Leer la mente, un libro de Jorge Volpi


Leer la mente es un fascinante libro del escritor mexicano Jorge Volpi en el que escudriña los misterios de la mente humana desde la perspectiva de un creador de ficción.



Una opinión extendida sostiene que la ficción no sirve para nada. Más aún, la ficción, como el arte en general, es valiosa porque es inútil, no tiene ningún propósito práctico y su único valor es el de proporcionar placer. En Leer la mente, Jorge Volpi se propone rebatir esta opinión y lo hace brillantemente a lo largo de las escasas ciento setenta páginas que contiene el libro.
Mi hipótesis central: si la ficción es una herramienta tan poderosa para explorar la naturaleza -y en especial la naturaleza humana-, es porque la ficción también es la realidad.
La ficción, la novela, los cuentos, las películas, el teatro, las series, los videojuegos no solo son útiles y prácticos. Son imprescindibles para el desarrollo del individuo y la especie humana. La ficción es un experimento mental que me permite vivir un mundo imaginario y buscar respuestas en él, expandir mi mente, hacerme más humano. En la ficción vivo en el otro, experimento sus miedos y alegrías, sus aciertos y fracasos. Una buena película no me hace pasar una buena tarde, cambia mi vida.

Uno de los productos de la imaginación soy yo mismo. Me invento, me construyo. Yo soy una ficción. Y más aún tú. Eres una ficción producto de mi mente. Naturalmente tú eres real y externo a mí, pero además eres una idea compuesta de otras ideas, de mis sensaciones sobre ti, de mis ideas previas, de mis necesidades y mis potencialidades. Yo soy una ficción y tú también. Aunque nos basamos en hechos ciertos y externos. Somos ficciones verdaderas. Una novela es una ficción que no es verdadera, aunque no necesariamente es falsa, es un simulacro de la realidad. Y si bien es cierto que todos somos ficciones, no lo es menos que todos somos creadores. Nuestro cerebro no reproduce la realidad exterior, la interpreta, la crea.

Tan provocador argumento es a su vez cierto. Volpi realiza una análisis de los temas más candentes en la neurociencia actual con un acento personal y provocador. La conciencia, el Yo o la memoria son algunos de los temas que trata. La bibliografía final recoge los más importantes títulos del estudio de la mente en la actualidad. Volpi es leído, erudito, ameno, genial.

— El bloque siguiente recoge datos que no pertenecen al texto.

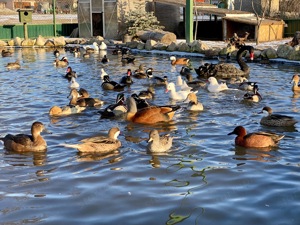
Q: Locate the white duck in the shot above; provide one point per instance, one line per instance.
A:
(214, 86)
(102, 46)
(73, 83)
(176, 95)
(94, 47)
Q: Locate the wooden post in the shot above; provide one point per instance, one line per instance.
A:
(189, 21)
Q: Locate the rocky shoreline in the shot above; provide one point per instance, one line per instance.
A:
(277, 51)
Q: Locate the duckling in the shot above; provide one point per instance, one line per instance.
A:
(193, 104)
(99, 144)
(104, 59)
(6, 53)
(149, 115)
(254, 97)
(157, 144)
(295, 82)
(13, 65)
(149, 94)
(70, 73)
(256, 139)
(276, 120)
(56, 53)
(26, 143)
(65, 110)
(180, 61)
(115, 110)
(111, 85)
(61, 62)
(83, 102)
(127, 79)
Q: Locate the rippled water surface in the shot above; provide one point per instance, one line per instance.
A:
(205, 179)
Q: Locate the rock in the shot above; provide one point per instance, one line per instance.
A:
(150, 44)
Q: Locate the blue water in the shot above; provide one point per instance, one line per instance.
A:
(204, 180)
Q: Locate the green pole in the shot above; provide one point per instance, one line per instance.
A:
(54, 17)
(189, 21)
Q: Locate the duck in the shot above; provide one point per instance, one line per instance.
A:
(61, 62)
(73, 83)
(99, 144)
(176, 95)
(91, 48)
(26, 143)
(227, 70)
(295, 82)
(102, 46)
(107, 84)
(65, 110)
(157, 143)
(148, 94)
(6, 53)
(115, 110)
(140, 103)
(254, 97)
(83, 102)
(13, 65)
(276, 120)
(70, 73)
(256, 139)
(127, 79)
(214, 86)
(56, 53)
(179, 61)
(193, 103)
(104, 59)
(149, 115)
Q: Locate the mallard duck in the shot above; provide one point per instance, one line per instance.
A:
(149, 115)
(26, 143)
(256, 139)
(99, 144)
(158, 143)
(276, 120)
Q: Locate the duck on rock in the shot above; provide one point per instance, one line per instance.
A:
(227, 70)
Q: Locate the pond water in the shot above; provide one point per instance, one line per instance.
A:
(204, 179)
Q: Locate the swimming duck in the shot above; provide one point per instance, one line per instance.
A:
(193, 104)
(149, 115)
(176, 95)
(254, 97)
(157, 144)
(61, 62)
(26, 143)
(6, 53)
(115, 110)
(73, 83)
(111, 85)
(70, 73)
(91, 48)
(214, 86)
(227, 70)
(149, 94)
(295, 82)
(65, 110)
(104, 59)
(127, 79)
(56, 53)
(276, 120)
(256, 139)
(83, 102)
(13, 65)
(102, 46)
(180, 61)
(99, 144)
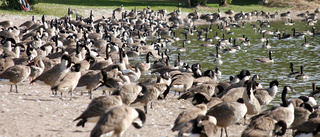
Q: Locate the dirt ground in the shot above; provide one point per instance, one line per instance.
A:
(34, 112)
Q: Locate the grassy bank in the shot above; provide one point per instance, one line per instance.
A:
(59, 7)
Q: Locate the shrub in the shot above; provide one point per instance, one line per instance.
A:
(14, 4)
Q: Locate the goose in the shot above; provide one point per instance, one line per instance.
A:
(50, 76)
(284, 36)
(178, 62)
(150, 95)
(180, 82)
(292, 73)
(129, 92)
(103, 64)
(263, 39)
(228, 113)
(6, 24)
(265, 96)
(69, 81)
(251, 102)
(5, 63)
(229, 12)
(116, 120)
(305, 44)
(266, 127)
(265, 60)
(89, 81)
(15, 75)
(202, 125)
(187, 115)
(37, 68)
(301, 113)
(186, 38)
(284, 112)
(266, 45)
(204, 89)
(307, 127)
(182, 49)
(146, 66)
(285, 14)
(96, 108)
(302, 75)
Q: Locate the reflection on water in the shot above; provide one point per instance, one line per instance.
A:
(285, 51)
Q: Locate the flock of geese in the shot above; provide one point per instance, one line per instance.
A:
(78, 54)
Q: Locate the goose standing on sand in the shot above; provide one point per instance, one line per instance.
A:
(146, 66)
(15, 75)
(284, 112)
(50, 76)
(96, 108)
(228, 113)
(266, 45)
(69, 82)
(265, 127)
(305, 44)
(302, 75)
(151, 94)
(265, 96)
(116, 120)
(187, 115)
(252, 103)
(292, 73)
(202, 125)
(265, 60)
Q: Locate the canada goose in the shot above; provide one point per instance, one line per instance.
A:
(301, 113)
(14, 75)
(182, 49)
(252, 103)
(117, 119)
(228, 113)
(307, 127)
(208, 77)
(266, 45)
(217, 55)
(284, 112)
(180, 82)
(265, 127)
(202, 125)
(285, 14)
(5, 63)
(28, 23)
(6, 24)
(68, 82)
(265, 96)
(37, 68)
(89, 81)
(146, 66)
(302, 75)
(187, 115)
(305, 44)
(265, 60)
(129, 92)
(292, 73)
(103, 64)
(284, 36)
(208, 89)
(229, 12)
(151, 94)
(50, 76)
(96, 108)
(263, 39)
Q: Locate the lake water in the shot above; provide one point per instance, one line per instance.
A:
(285, 51)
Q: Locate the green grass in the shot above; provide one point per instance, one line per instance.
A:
(59, 7)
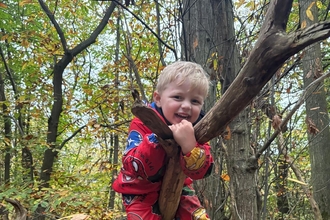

Aunque el libro es excelente, contiene alguna imprecisión y superficialidad. Discrepo en concreto con su interpretación de la conciencia. Según él, la conciencia es la conciencia del Yo, la autoconciencia. A mi entender son cosas distintas. Soy consciente de la realidad y como parte de esa realidad, como parte muy importante, soy consciente de mí mismo. Volpi no desvela el enigma de la conciencia. si lo hiciera, el mundo se volvería hacia él. Nadie es capaz hoy de plantearse siquiera de forma adecuada el mayor misterio al que nos enfrentamos, el llamado problema difícil de la conciencia: por qué o cómo una realidad material, el cerebro, crea una realidad inmaterial (porque la conciencia es real), la mente. Estamos muy lejos de la solución.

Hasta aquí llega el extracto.